The US Open or the Sweltering Open?

September 5, 2015 1:08 am

Rarely does one come across the first week of a Grand Slam, when the talking points are not upsets but the exasperating weather conditions. And by exasperating, we mean the hot, humid and sultry conditions at the Flushing Meadows that has deprived fans of results in the most exciting first round matches.

“When it’s 90 degrees out there and it really feels like over a hundred — especially on the courts, they’re almost like saunas — they’ve got to pay special attention to staying well-hydrated,” Dr. James Gladstone, the chief medical supervisor of the US Open said.

Even with the timely massages by on-court physios and massage therapists to respond to players’ injuries on-the-spot, the number of mid-match retirements have been the highest ever in a Major event.

Jack Sock’s retirement against Bemelmans, Kokkinakis’ premature exit against Gasquet, Monfils’ shocking fall and Istomin’s injury are some of the record 14 injuries that have plagued the first week so far.

Less than two hours after his match ended, Sock was spotted in the players’ facility.
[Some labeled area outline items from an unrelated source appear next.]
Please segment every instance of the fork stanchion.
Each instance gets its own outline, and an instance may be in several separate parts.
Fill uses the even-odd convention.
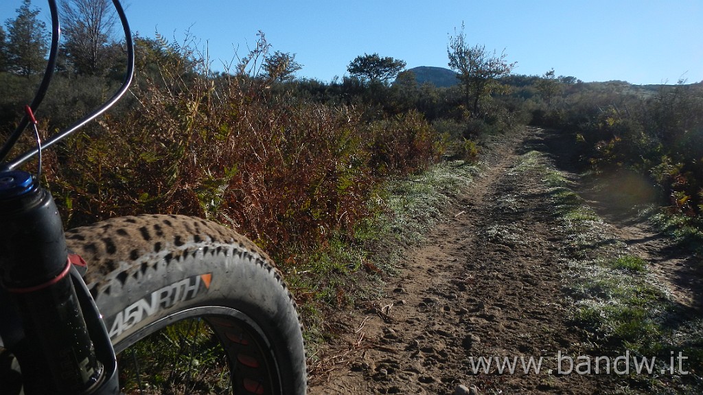
[[[24,335],[12,351],[25,394],[89,393],[103,368],[70,276],[58,210],[37,184],[28,173],[0,173],[0,282]]]

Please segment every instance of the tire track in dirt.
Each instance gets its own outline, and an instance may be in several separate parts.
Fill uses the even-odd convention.
[[[330,346],[337,368],[310,393],[592,394],[609,377],[555,375],[555,355],[581,340],[567,322],[560,257],[565,245],[542,175],[520,167],[543,131],[527,129],[494,150],[423,246],[409,251],[386,297],[343,318],[349,333]],[[342,352],[343,350],[347,350]],[[545,357],[543,373],[475,374],[470,358]]]

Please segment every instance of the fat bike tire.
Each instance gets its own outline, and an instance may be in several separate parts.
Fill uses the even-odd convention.
[[[185,320],[191,323],[180,330],[200,333],[193,325],[206,327],[212,335],[202,342],[221,346],[228,378],[218,391],[306,393],[305,347],[295,301],[272,261],[246,238],[198,218],[145,215],[70,230],[66,239],[70,250],[87,263],[86,283],[118,354],[118,367],[122,360],[149,356],[150,346],[134,348],[150,336],[168,338],[167,348],[178,347],[170,328]],[[188,338],[180,342],[186,349],[198,347]],[[153,352],[162,351],[160,347]],[[167,365],[187,360],[191,367],[209,361],[179,353],[167,358],[174,361]],[[150,356],[147,359],[147,365],[154,363]],[[194,370],[180,375],[184,382],[172,383],[162,392],[145,382],[169,381],[178,375],[173,371],[157,376],[148,366],[138,368],[129,373],[136,379],[130,379],[120,370],[121,382],[138,383],[122,391],[197,393],[203,370]]]

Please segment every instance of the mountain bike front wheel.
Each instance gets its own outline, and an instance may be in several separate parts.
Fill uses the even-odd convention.
[[[305,394],[295,300],[243,236],[200,219],[147,215],[66,239],[88,263],[123,393]]]

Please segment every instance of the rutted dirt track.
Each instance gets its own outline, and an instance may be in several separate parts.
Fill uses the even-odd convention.
[[[557,351],[578,355],[583,341],[567,321],[559,263],[567,243],[543,174],[517,167],[529,150],[568,148],[553,137],[528,129],[495,150],[427,242],[407,252],[386,297],[340,318],[348,333],[323,350],[338,355],[337,363],[312,377],[311,394],[444,394],[460,384],[479,394],[617,389],[611,376],[546,373]],[[471,358],[494,356],[546,358],[539,374],[522,365],[515,375],[472,372]]]

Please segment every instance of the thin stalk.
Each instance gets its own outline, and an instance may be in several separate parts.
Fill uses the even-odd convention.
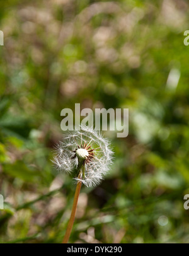
[[[64,238],[62,241],[62,243],[67,243],[68,242],[68,240],[69,240],[69,238],[70,236],[70,234],[71,234],[72,229],[72,226],[73,226],[74,219],[75,219],[75,216],[76,216],[76,212],[78,198],[79,198],[79,192],[80,192],[80,190],[81,190],[81,183],[82,183],[82,182],[81,181],[77,182],[77,187],[76,187],[76,192],[75,192],[75,195],[74,195],[74,198],[72,212],[71,212],[71,217],[70,217],[70,219],[69,219],[69,221],[68,223],[66,234],[65,234]]]

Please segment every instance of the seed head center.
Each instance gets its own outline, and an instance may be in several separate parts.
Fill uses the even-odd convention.
[[[76,154],[77,158],[85,160],[88,156],[89,156],[88,151],[84,148],[79,148],[76,151]]]

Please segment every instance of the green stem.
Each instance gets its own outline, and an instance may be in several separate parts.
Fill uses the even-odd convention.
[[[77,177],[80,179],[82,178],[83,173],[84,175],[84,166],[83,166],[83,162],[81,161],[80,163],[79,163],[78,166],[77,166],[77,171],[79,172],[79,175]],[[81,170],[81,168],[83,168],[83,170]],[[62,241],[62,243],[67,243],[68,242],[68,240],[69,240],[69,236],[70,236],[70,235],[71,235],[71,231],[72,231],[72,229],[73,227],[76,209],[77,209],[79,192],[80,192],[81,187],[81,184],[82,184],[82,182],[79,180],[77,182],[77,187],[76,187],[76,192],[75,192],[71,214],[70,219],[69,219],[69,221],[68,223],[66,234],[65,234],[64,238]]]

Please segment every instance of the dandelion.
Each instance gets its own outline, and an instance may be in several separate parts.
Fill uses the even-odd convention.
[[[81,184],[96,186],[100,183],[112,163],[110,142],[98,131],[86,125],[70,131],[55,147],[53,163],[58,170],[74,172],[77,182],[71,218],[63,243],[68,241],[72,228]]]

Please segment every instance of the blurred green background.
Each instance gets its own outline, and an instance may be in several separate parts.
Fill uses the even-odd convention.
[[[75,185],[54,170],[60,111],[129,108],[129,134],[83,186],[72,243],[188,243],[189,3],[0,3],[1,243],[60,243]]]

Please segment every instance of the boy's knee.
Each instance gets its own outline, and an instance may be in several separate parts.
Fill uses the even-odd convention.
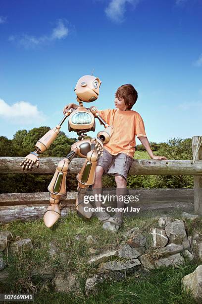
[[[126,181],[124,177],[121,176],[121,175],[117,175],[115,176],[115,180],[117,185],[125,184],[126,183]]]
[[[104,173],[104,169],[101,166],[97,166],[96,168],[95,177],[102,176]]]

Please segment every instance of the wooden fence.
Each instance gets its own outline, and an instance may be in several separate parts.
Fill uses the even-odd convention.
[[[194,136],[192,150],[195,161],[190,160],[154,160],[134,159],[129,174],[194,175],[194,189],[160,189],[134,190],[141,196],[141,210],[194,209],[202,215],[202,139]],[[197,150],[198,150],[197,151]],[[197,153],[196,153],[196,152]],[[0,157],[0,173],[27,174],[19,163],[24,157]],[[54,173],[62,158],[41,158],[39,168],[34,167],[32,174]],[[85,161],[84,158],[73,158],[69,174],[77,174]],[[67,176],[67,182],[69,175]],[[77,192],[67,192],[60,203],[61,216],[67,215],[74,208]],[[49,193],[0,194],[0,222],[8,223],[17,219],[26,220],[42,218],[49,203]]]

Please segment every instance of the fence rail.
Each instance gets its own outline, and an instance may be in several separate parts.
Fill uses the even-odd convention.
[[[193,175],[194,189],[138,189],[134,190],[141,194],[143,210],[168,210],[182,209],[190,210],[194,206],[195,212],[202,215],[202,139],[194,136],[192,139],[193,158],[190,160],[154,160],[134,159],[129,174],[133,175]],[[198,149],[200,147],[199,149]],[[34,167],[32,174],[53,174],[59,160],[62,158],[40,158],[38,168]],[[24,157],[0,157],[0,173],[27,174],[19,163]],[[85,159],[75,158],[72,160],[68,174],[77,174]],[[67,175],[67,178],[69,178]],[[61,216],[66,215],[74,206],[77,192],[67,192],[60,203]],[[0,194],[0,222],[7,223],[14,220],[25,220],[43,217],[49,204],[49,193],[8,193]]]

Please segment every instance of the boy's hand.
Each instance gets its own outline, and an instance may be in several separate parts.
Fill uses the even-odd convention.
[[[75,103],[69,103],[69,104],[67,104],[64,107],[64,109],[63,109],[63,114],[65,114],[67,111],[69,110],[69,109],[71,109],[71,108],[76,109],[79,106]]]
[[[167,159],[165,156],[158,156],[156,155],[154,155],[151,157],[152,159],[155,159],[156,160],[163,160],[163,159]]]

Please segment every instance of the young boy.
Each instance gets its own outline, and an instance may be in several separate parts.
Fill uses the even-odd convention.
[[[94,194],[101,193],[102,177],[105,173],[115,175],[116,195],[118,197],[117,207],[124,207],[123,197],[126,194],[126,179],[133,161],[135,151],[135,136],[145,147],[152,159],[167,159],[165,156],[153,154],[147,137],[143,120],[140,115],[131,110],[138,98],[138,93],[130,84],[119,87],[115,93],[114,100],[116,109],[99,111],[101,117],[114,128],[113,133],[108,143],[104,145],[103,156],[99,157],[96,169],[95,183],[93,185]],[[70,108],[77,108],[78,106],[70,103],[65,106],[63,113]],[[101,207],[101,202],[96,201],[96,207]],[[105,211],[97,212],[98,219],[104,223],[102,228],[105,230],[117,231],[123,222],[123,213],[116,212],[113,217]]]

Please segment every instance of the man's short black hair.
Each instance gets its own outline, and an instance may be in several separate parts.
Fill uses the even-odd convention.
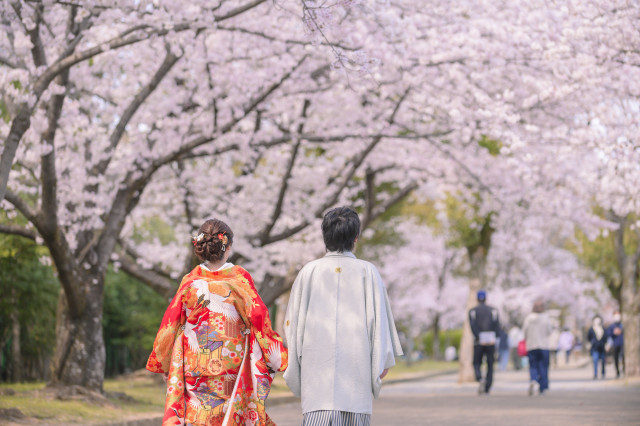
[[[352,251],[360,235],[360,218],[351,207],[336,207],[322,219],[322,238],[328,251]]]

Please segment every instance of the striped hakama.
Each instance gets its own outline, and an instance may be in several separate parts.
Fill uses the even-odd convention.
[[[318,410],[303,414],[302,426],[369,426],[371,414]]]

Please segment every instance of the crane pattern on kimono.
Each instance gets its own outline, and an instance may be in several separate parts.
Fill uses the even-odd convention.
[[[216,293],[211,293],[209,283],[205,280],[195,280],[191,285],[196,289],[198,304],[202,303],[209,311],[220,313],[224,315],[225,318],[240,321],[240,314],[235,306],[226,302],[229,296],[231,296],[231,290],[229,290],[226,296],[221,296]]]

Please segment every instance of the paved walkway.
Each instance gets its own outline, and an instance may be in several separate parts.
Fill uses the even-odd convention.
[[[491,395],[458,385],[457,374],[385,386],[372,424],[395,425],[640,425],[640,380],[591,379],[589,365],[552,369],[550,389],[530,397],[526,371],[496,372]],[[275,401],[274,401],[275,402]],[[269,406],[278,426],[298,426],[300,403]]]

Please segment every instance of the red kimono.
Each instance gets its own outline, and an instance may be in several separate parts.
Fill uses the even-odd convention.
[[[168,373],[163,426],[270,425],[264,407],[287,350],[251,275],[201,266],[182,279],[147,369]]]

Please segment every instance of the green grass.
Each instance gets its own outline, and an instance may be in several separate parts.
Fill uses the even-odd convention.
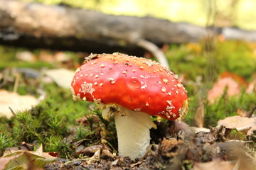
[[[198,98],[207,98],[207,90],[212,87],[223,72],[229,71],[247,81],[252,80],[252,75],[256,72],[254,53],[256,47],[252,47],[253,45],[256,47],[243,42],[217,41],[210,52],[201,44],[171,45],[166,52],[171,68],[176,74],[183,74],[186,79],[184,85],[190,101],[185,121],[188,125],[195,125],[194,115]],[[18,61],[16,53],[22,50],[24,50],[0,47],[2,56],[0,70],[21,67],[34,68],[40,72],[43,67],[54,67],[53,64],[40,61],[31,63]],[[34,52],[38,53],[40,50]],[[80,62],[80,58],[75,53],[68,54],[74,62],[73,67]],[[209,75],[213,75],[213,79],[209,79]],[[202,77],[202,81],[195,84],[198,76]],[[1,88],[13,91],[14,81],[7,82]],[[82,140],[85,146],[90,146],[105,139],[117,148],[114,123],[104,120],[100,110],[90,110],[92,103],[73,101],[70,89],[59,87],[54,83],[43,82],[40,78],[28,79],[21,75],[18,94],[39,97],[41,94],[37,89],[46,94],[46,98],[39,105],[29,110],[15,113],[15,116],[11,119],[0,118],[0,155],[6,147],[19,146],[21,142],[33,144],[35,148],[43,144],[45,151],[58,152],[62,157],[76,157],[73,154],[74,142],[79,140]],[[238,108],[250,111],[255,105],[255,98],[256,94],[247,94],[242,90],[238,96],[228,97],[224,94],[213,104],[206,101],[205,127],[215,126],[218,120],[236,115]],[[92,115],[97,118],[97,121]],[[87,118],[87,124],[78,124],[76,120],[84,115]]]

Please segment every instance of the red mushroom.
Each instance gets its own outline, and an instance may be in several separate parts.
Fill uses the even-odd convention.
[[[177,76],[159,63],[124,54],[91,55],[71,84],[73,99],[94,101],[114,115],[119,154],[142,157],[149,145],[149,115],[183,117],[188,97]]]

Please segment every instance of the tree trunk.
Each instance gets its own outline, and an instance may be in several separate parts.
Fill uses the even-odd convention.
[[[161,46],[197,42],[209,33],[203,27],[167,20],[13,0],[0,0],[0,21],[1,45],[99,53],[138,54],[143,52],[138,45],[142,40]],[[227,38],[256,41],[253,31],[218,30]]]

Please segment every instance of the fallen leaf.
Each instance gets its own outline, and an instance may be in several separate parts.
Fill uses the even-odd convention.
[[[0,169],[42,169],[45,165],[57,159],[57,157],[43,152],[42,144],[35,152],[7,148],[0,158]]]
[[[199,132],[210,132],[210,129],[205,128],[191,127],[191,128],[195,133],[198,133]]]
[[[0,89],[0,115],[8,118],[13,115],[9,108],[14,111],[25,110],[38,104],[38,100],[33,96],[21,96],[4,89]]]
[[[67,69],[55,69],[45,71],[45,74],[50,77],[58,86],[69,89],[72,79],[75,75],[75,72]]]
[[[218,122],[218,125],[224,125],[227,128],[236,128],[250,126],[252,128],[248,130],[247,135],[252,133],[253,130],[256,130],[256,117],[254,118],[242,118],[239,115],[228,117],[223,120],[220,120]]]
[[[194,162],[192,170],[233,170],[234,165],[228,162],[215,159],[208,162]]]

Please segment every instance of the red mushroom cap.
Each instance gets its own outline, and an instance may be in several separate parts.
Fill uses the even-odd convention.
[[[74,100],[114,103],[175,120],[188,110],[188,96],[177,76],[159,63],[124,54],[91,55],[71,83]]]

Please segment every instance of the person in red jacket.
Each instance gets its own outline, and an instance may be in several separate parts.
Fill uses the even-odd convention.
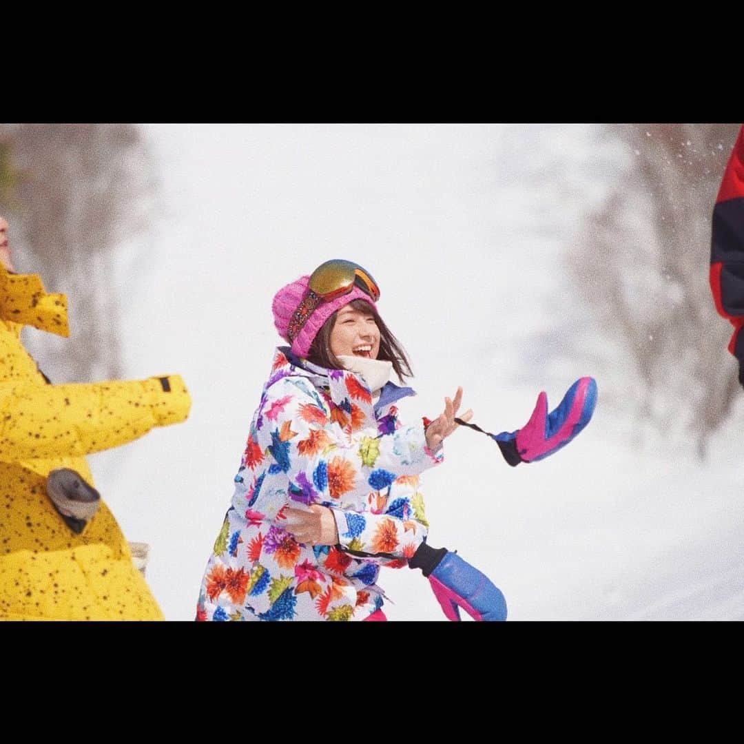
[[[713,210],[711,289],[716,310],[734,326],[728,350],[744,385],[744,125],[739,130]]]

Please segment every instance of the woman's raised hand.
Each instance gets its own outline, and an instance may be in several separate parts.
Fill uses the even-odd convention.
[[[455,399],[444,399],[444,412],[440,414],[426,427],[426,446],[432,452],[437,449],[442,443],[442,441],[452,433],[459,426],[455,423],[455,417],[458,414],[460,403],[463,399],[463,389],[458,388],[458,391],[455,394]],[[458,417],[463,421],[467,422],[472,418],[472,411],[468,408]]]
[[[319,504],[304,509],[287,509],[284,528],[298,542],[306,545],[335,545],[339,542],[339,530],[333,513]]]

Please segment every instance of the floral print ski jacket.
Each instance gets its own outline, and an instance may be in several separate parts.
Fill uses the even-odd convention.
[[[361,620],[382,604],[382,565],[400,568],[426,536],[419,475],[441,462],[423,423],[377,402],[364,379],[277,350],[251,423],[235,493],[209,559],[197,620]],[[284,510],[333,510],[340,542],[298,543]]]

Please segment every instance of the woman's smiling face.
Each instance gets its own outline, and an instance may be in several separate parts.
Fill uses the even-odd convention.
[[[372,309],[357,310],[346,305],[339,310],[330,332],[330,350],[336,356],[377,359],[379,352],[379,329]]]

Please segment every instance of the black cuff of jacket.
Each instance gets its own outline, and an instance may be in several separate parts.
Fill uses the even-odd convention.
[[[429,576],[448,552],[446,548],[432,548],[422,542],[408,559],[408,568],[420,568],[424,576]]]
[[[501,451],[501,455],[504,455],[504,459],[506,460],[512,467],[516,467],[519,463],[523,462],[521,457],[519,457],[519,453],[516,451],[516,437],[509,440],[508,442],[502,442],[500,440],[496,440],[496,444],[498,445],[498,449]]]

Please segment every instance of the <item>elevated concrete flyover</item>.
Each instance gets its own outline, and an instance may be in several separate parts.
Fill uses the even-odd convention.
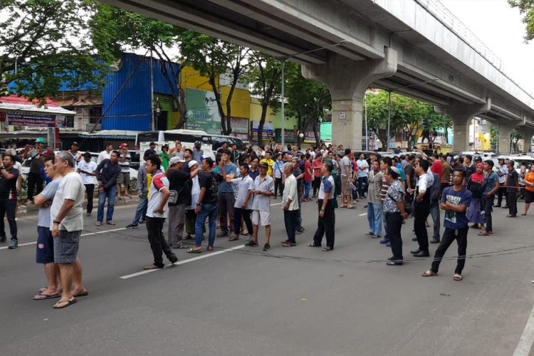
[[[104,1],[303,64],[330,89],[333,140],[345,147],[361,147],[368,86],[442,107],[455,150],[475,115],[534,130],[534,97],[436,0]]]

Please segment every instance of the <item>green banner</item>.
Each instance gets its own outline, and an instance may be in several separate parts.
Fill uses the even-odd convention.
[[[221,133],[221,114],[213,92],[186,88],[185,105],[187,128],[201,130],[211,134]]]

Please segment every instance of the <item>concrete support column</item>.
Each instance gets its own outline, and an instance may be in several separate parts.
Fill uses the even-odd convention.
[[[469,124],[471,118],[491,110],[491,100],[486,98],[485,104],[457,103],[446,108],[446,112],[452,119],[454,131],[453,151],[467,151],[469,149]]]
[[[353,61],[333,53],[325,64],[303,66],[304,78],[324,83],[332,95],[332,142],[362,149],[362,100],[373,82],[397,72],[397,51],[384,48],[383,59]]]

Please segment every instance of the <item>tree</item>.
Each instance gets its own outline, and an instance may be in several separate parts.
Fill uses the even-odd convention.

Red-faced and sipping a cup of ice water, Sock limped around in small circles in the atrium leading to the players’ garden.

While there is a major advantage for the seeds playing in the Arthur Ashe stadium, with the overhead roof, the Grandstand and the Louis Armstrong stands along with the outside courts provide the most inhospitable environment for players to compete in.

The aspiring 20 year old German Zverev lost out to the heat wave eventually against Kohlschreiber, in the 5th set which undoubtedly was the best an unseeded player performed so far. The fantastic ground strokes and immaculate serving clearly displayed the skill that the youngster possessed, but the extreme weather got the better of him eventually, to deny him a much deserved 2nd round entry.

Big serving Croatian Ivo Karlovic was the most recent a shocking exit as he crashed out in Round 2. He lost to the Czech Veseley in a slug-fest in an epic 5-setter to steal the win in a tie breaker in the final set. 


“They have to be careful about things like heat stroke, dehydration at a rapid pace, and, obviously, protecting yourself from the sun,” said Gladstone. “Even if you apply [sunscreen], if you’re involved in a five-setter that takes you three-and-a-half or over four hours, at some point you’re going to sweat it all off.”

“That means not just making sure you take enough lessons to have the right stroke, but you want to have a strong core, you want to have strong legs, you want to build up stamina, your cardiovascular reserve — all that goes into playing well,” he said. “It’s not just being able to hit the ball well.”

This year, the U.S. Tennis Association has set up meteorological equipment around the stadium and also is working with a Canadian wind-testing company “to measure conditions, seeking to ensure they will remain similar when the roof is open or closed” which promise that the big matches will not be drastically influenced by the weather.

With the business end of the tournament coming up, the heat wave might result in more retirements, and the organizers must re-think their strategy to ensure that players are able to put on a good show for the fans, and provide a fair playing field for seeded as well as unseeded players.